Steamboat Springs birders report record-setting bird count
Steamboat Springs — Frigid temperatures didn’t stop local birders from counting a record 4,817 birds Saturday during the 11th annual Audubon Christmas Bird Count.
“Sometimes, when the weather is the worst, the birding is the best,” said Tom Litteral, a coordinator for the count, which is organized by the Yampa Valley Birding Club and Yampatika.
Litteral said 24 birders identified 42 species of birds, including many robins, rosy-finches, a Wilson’s snipe and a Lapland longspur, a particularly rare bird to see in Routt County.
One highlight of the count was a flock of a few hundred Bohemian waxwings, a bird typically found in the northern forests of Canada.
“It’s a bird that’s only around here in the wintertime, and some years, we never see them at all,” said Tresa Moulton, an avid birder who has participated in the local count since it began.
Moulton said the flock was perched on several trees next to a house on Anglers Drive and included about 10 percent cedar waxwings, a variation of the bird.
Litteral described the birds as an irruption, which is a dramatic, irregular migration of large numbers of birds to an area in which they aren’t typically found.

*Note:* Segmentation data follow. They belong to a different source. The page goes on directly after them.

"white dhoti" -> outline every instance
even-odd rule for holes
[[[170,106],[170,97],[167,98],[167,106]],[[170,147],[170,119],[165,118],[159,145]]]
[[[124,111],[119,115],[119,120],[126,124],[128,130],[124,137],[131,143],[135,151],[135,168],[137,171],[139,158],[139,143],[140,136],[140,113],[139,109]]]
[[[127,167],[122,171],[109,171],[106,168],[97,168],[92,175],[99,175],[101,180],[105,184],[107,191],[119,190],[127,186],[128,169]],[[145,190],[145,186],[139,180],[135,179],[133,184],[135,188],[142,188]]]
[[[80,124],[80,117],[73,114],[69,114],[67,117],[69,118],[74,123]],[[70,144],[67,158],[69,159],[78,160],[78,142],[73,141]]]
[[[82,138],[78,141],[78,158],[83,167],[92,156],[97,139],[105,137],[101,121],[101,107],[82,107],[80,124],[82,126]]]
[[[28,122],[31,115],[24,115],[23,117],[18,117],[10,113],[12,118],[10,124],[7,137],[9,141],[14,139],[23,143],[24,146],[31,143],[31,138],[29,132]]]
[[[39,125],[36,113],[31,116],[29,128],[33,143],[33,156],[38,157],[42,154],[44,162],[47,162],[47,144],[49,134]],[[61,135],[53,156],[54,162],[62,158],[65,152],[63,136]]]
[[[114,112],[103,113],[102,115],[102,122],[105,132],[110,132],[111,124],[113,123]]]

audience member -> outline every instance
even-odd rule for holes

“That’s very special,” he said.
The 4,817 birds counted Saturday was up from 2,841 last year and 2,300 in 2013.
Litteral said the cold weather may have led to more birds congregating in expected areas, which could have led to the record-setting count. He said the group was also fortunate to have knowledgeable volunteers.
“What was really exciting for us was the outstanding effort of one team led by Jason Szyba, along with Tatiana Achcar and McKenzie Brown,” Litteral said. “This trio found, identified and counted nearly 1,500 birds. This kind of passion, expertise and energy was exceptional. I wish we had more young birders like them in our area.”
The count takes place in a 15-mile radius around Emerald Mountain, with birders splitting up to cover the territory and additional feeder watcher volunteers reporting from home.
The count was one of about 50 similar counts throughout Colorado Saturday, all part of the 117th annual Audubon Citizen Science Project, which incorporates about 2,300 counts across the United States. The data allows researchers, conservation biologists and others to study bird populations nationwide.